Quando lemos o livro de Josué nas Escrituras Hebraicas, encontramos um relato que, à primeira vista, parece glorificar a conquista militar. Mas uma leitura profética, radical e libertadora revela um caminho oculto: Josué não era um general conquistador, mas um profeta da libertação coletiva, cuja missão era desfazer as estruturas de opressão e inaugurar um reino de justiça para os pobres e marginalizados. Eis a verdade que os poderosos tentam esconder:
1. A Travessia do Jordão: Contra a Fronteira da Exclusão
O rio Jordão, na tradição bíblica, representa a fronteira entre a escravidão no Egito e a terra prometida. Mas Josué não cruzou o rio para conquistar terras, mas para abolir fronteiras. A passagem a pé firme (Josué 3:15-17) simboliza a resistência ao projeto de apartheid divino que os faraós e reis cananeus impuseram. A pedra de Gilgal (Josué 4:20) não é um monumento à vitória, mas um memorial à aliança: "Lembrai-vos do povo que Deus libertou da escravidão, não para dominar, mas para servir."

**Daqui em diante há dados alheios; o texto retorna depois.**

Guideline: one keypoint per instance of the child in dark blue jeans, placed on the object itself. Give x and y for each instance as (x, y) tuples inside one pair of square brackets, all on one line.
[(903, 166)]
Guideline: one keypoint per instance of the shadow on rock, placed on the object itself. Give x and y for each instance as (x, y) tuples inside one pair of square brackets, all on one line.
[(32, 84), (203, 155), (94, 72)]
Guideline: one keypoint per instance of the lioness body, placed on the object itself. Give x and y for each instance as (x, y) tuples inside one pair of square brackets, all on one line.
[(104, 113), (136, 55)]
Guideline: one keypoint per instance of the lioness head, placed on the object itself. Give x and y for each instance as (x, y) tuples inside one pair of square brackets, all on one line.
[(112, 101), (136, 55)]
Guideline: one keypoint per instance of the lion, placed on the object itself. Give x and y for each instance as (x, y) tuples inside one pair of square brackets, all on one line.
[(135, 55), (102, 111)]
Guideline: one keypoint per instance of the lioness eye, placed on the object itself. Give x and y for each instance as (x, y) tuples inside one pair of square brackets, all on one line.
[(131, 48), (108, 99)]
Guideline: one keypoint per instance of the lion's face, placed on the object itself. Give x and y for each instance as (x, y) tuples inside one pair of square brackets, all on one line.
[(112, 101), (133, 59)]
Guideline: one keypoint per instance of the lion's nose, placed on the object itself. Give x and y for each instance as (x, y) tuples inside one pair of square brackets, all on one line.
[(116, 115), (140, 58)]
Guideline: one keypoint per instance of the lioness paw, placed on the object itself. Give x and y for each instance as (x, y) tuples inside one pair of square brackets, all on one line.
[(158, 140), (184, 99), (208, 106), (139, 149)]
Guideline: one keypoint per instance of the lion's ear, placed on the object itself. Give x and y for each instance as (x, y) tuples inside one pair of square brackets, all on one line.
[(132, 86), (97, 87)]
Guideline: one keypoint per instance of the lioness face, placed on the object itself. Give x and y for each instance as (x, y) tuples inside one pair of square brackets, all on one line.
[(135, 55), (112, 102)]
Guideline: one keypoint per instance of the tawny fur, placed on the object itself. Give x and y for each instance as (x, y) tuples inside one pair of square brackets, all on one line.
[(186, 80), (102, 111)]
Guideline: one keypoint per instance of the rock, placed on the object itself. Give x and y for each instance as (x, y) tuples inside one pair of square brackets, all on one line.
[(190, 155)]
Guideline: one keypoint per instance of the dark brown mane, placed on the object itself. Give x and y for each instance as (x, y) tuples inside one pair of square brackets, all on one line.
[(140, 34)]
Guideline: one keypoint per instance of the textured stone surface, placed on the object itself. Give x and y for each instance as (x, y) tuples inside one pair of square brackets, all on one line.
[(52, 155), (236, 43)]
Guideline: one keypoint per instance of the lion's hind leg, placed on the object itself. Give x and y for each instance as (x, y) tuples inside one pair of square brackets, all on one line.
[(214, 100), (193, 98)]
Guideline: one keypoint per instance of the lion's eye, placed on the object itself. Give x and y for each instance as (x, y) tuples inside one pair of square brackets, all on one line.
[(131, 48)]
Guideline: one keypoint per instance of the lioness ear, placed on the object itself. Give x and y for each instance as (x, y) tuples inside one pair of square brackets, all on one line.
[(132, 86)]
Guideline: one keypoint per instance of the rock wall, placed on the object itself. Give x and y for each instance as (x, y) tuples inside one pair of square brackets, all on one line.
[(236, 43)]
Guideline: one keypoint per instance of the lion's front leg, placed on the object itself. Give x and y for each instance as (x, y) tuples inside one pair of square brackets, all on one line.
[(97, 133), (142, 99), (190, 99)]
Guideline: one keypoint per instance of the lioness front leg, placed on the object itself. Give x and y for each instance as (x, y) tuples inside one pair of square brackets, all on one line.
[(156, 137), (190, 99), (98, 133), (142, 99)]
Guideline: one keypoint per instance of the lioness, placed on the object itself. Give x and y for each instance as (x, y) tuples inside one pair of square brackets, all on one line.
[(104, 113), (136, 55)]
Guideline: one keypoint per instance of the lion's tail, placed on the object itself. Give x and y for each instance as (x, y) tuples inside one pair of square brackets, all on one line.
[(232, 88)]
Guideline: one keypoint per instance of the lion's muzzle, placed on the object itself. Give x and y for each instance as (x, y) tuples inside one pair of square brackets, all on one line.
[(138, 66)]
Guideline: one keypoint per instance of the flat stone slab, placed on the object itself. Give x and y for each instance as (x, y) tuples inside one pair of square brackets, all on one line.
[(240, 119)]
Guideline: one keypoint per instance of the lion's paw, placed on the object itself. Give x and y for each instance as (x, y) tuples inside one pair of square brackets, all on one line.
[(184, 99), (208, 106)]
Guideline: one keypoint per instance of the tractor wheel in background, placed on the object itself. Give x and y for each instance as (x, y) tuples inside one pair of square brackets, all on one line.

2. Jericó: A Queda da Cidadela do Capital
Jericó, a cidade murada, era o símbolo do poder concentrado – onde os ricos acumulavam riquezas enquanto os pobres morriam de fome. A marcha ao redor das muralhas (Josué 6:3-5) não era um cerco militar, mas uma protesto pacífico. As trombetas tocadas pelos sacerdotes eram o grito dos oprimidos: "Libertai-nos!" A queda das muralhas não foi obra de guerra, mas de justiça divina – pois Deus não apoia a opressão, mas a libertação dos explorados (Salmo 146:7).
3. A Traição de Acã: O Pecado da Propriedade Privada
Acã, que roubou o tesouro de Jericó (Josué 7:11), não cometeu um simples roubo. Ele personificou o pecado capitalista: apropriar-se do bem comum para enriquecimento pessoal. Sua execução (Josué 7:24-25) não foi crueldade, mas justiça redistributiva. Pois em um reino de Deus, não há lugar para a ganância individual – tudo o que temos é dom de Deus para compartilhar com os irmãos e irmãs (Atos 4:32).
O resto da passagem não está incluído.